Skip to content

Retry Strategy

Overview

The RetryStrategy is used to configure the behavior for a sink after encountering failures during a write operation. This structure allows the user to specify how Numaflow should respond to different fail-over scenarios for Sinks, ensuring that the writing can be resilient and handle unexpected issues efficiently.

RetryStrategy ONLY gets applied to failed messages. To return a failed messages, use the methods provided by the SDKs. - ResponseFailurefor Golang - responseFailure for Java - as_fallback for Python

Struct Explanation

retryStrategy is optional, and can be added to the Sink spec configurations where retry logic is necessary.

sink:
  retryStrategy:
      # Optional
      backoff:
        duration: 1s # Optional
        steps: 3 # Optional, number of retries (including the 1st try)
      # Optional
      onFailure: retry|fallback|drop 
Note: If no custom fields are defined for retryStrategy then the default values are used.

  • BackOff - Defines the timing for retries, including the interval and the maximum attempts.
  • duration: the time interval to wait before retry attempts
    • Default: 1ms
  • steps: the limit on the number of times to try the sink write operation including retries
    • Default: Infinite
  • OnFailure - Specifies the action to be undertaken if number of retries are exhausted
  • retry: continue with the retry logic again
  • fallback: write the leftover messages to a fallback sink
  • drop: any messages left to be processed are dropped
    • Default: retry

Constraints

1) If the onFailure is defined as fallback, then there should be a fallback sink specified in the spec.

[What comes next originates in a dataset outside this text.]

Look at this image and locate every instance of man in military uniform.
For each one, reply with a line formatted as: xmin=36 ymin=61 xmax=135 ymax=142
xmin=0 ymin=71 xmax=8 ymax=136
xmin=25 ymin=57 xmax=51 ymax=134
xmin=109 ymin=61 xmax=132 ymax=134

2) The steps defined should always be > 0

Example

  sink:
    retryStrategy:
      backoff:
        interval: "500ms"
        steps: 10
      onFailure: "fallback"
    udsink:
      container:
        image: my-sink-image
    fallback:
      udsink:
        container:
          image: my-fallback-sink

Explanation

  • Normal Operation: Data is processed by the primary sink container specified by UDSink. The system retries up to 10 times for a batch write operation to succeed with an interval of 500 milliseconds between each retry.
  • After Maximum Retries: If all retries fail, data is then routed to a fallback sink instead.